Modeling of magnetoelectric composite nano-cantilever beam with surface effect

This work investigates the magnetoelectric response of a magnetostrictive–piezoelectric composite nano-cantilever beam with consideration of surface effects through the surface-layer-based model. The magnetoelectric composite nano-cantilever is treated as a bulk core plus two surface layers. The influences on the cantilever’s overall properties resulted from the surface effect is modeled as a spring force exerting on the boundary of the bulk core. A Kirchhoff’s theory is used to get the explicit solutions for the magnetoelectric effect of cantilever when subjected to bias magnetic field loads. In order to apply the appropriate boundary conditions on the cantilever, the effective axial force, shear force and moment are derived.
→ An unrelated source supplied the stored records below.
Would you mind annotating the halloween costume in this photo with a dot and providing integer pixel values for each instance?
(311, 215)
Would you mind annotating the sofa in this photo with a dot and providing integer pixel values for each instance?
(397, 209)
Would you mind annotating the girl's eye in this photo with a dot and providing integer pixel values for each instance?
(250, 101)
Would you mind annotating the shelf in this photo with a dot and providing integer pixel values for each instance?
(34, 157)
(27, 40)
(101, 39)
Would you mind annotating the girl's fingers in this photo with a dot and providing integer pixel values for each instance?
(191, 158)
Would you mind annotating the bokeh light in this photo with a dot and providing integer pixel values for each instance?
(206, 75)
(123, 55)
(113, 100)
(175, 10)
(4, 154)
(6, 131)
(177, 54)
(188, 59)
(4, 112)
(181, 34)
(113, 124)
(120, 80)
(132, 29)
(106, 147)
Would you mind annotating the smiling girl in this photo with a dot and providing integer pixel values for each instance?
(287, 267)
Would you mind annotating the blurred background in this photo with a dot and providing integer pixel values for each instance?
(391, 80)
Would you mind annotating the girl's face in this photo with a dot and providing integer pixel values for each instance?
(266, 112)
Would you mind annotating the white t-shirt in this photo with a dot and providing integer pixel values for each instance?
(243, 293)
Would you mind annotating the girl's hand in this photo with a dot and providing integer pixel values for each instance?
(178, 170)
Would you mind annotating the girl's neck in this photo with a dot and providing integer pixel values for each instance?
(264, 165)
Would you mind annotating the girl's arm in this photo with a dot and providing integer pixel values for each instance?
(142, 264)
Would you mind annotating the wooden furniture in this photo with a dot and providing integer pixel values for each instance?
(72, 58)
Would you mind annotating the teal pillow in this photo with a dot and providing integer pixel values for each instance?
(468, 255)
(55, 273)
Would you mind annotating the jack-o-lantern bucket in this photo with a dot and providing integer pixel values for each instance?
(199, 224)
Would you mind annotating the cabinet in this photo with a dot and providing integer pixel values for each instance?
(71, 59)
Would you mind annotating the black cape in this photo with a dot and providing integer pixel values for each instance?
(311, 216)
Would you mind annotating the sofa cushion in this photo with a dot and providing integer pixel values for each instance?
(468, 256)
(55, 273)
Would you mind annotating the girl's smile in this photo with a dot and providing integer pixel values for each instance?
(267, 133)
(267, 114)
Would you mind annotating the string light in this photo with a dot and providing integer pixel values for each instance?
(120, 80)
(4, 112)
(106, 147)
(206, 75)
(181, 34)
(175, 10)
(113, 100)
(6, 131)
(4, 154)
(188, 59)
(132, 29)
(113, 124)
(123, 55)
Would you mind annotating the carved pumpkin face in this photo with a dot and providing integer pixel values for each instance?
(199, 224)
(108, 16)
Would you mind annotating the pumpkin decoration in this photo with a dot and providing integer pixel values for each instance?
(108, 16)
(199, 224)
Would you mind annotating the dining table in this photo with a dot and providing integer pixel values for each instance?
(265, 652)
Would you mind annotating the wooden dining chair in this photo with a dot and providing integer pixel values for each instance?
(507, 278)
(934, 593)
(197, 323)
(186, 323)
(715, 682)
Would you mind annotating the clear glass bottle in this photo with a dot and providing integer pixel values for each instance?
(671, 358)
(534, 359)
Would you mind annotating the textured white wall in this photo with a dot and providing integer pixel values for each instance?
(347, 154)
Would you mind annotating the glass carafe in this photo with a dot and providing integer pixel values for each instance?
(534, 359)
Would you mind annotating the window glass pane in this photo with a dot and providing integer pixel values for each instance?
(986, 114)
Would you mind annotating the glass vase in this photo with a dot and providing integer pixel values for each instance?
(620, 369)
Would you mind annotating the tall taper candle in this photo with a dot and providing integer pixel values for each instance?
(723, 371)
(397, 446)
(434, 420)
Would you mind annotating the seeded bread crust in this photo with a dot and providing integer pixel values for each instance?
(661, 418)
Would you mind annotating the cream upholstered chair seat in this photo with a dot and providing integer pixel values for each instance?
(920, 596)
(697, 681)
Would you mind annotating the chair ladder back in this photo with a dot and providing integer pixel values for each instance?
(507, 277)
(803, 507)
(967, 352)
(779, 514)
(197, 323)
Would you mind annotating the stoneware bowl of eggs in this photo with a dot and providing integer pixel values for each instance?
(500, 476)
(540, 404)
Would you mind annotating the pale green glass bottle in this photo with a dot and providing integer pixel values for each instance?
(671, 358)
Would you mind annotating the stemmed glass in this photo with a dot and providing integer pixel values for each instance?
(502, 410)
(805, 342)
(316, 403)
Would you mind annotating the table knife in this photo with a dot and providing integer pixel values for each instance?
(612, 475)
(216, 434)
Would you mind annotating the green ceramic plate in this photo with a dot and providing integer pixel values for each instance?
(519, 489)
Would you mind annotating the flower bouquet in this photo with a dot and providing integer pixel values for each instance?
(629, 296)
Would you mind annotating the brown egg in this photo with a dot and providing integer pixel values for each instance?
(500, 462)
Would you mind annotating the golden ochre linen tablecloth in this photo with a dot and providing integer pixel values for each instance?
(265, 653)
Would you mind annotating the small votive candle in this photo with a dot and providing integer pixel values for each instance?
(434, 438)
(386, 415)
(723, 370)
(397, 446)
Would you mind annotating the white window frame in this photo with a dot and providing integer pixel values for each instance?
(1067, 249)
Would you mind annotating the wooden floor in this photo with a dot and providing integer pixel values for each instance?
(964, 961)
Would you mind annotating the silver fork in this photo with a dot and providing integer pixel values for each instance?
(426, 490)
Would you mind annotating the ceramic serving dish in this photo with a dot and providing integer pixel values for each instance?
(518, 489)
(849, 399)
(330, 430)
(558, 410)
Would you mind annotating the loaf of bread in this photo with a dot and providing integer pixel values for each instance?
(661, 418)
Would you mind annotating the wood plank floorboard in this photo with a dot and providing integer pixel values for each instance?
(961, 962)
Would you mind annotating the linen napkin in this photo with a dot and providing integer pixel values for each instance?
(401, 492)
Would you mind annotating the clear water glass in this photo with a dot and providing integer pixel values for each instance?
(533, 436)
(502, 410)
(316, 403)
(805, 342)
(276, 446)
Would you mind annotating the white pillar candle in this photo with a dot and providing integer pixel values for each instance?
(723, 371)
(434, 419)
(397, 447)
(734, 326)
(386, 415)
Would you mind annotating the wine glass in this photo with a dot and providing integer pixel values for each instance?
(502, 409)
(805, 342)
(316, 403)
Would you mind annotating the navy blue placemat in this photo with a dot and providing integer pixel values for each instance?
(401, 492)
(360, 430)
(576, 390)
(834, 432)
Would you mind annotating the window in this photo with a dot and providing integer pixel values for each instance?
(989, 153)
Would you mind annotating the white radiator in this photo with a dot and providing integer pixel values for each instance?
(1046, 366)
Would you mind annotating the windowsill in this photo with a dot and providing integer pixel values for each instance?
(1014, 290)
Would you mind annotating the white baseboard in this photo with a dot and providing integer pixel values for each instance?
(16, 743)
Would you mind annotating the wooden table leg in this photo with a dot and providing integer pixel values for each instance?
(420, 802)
Using the derived results, the so-called effective Miller–Shenoy coefficient, static and electromechanical resonance properties of the ME composite nano-cantilever beam for the extensional–bending coupling deformations are analyzed theoretically. At the same time, the effect of the substrate on ME effect is theoretically studied by altering the thickness of the substrate. The results indicate that the surface effects play a significant role in the magnetoelectric response of the ME composite nano-cantilever beam. This work is very helpful for design of nano-cantilever beam based devices and understanding the size-dependent properties of nanostructured ME composites in nano-electromechanical systems.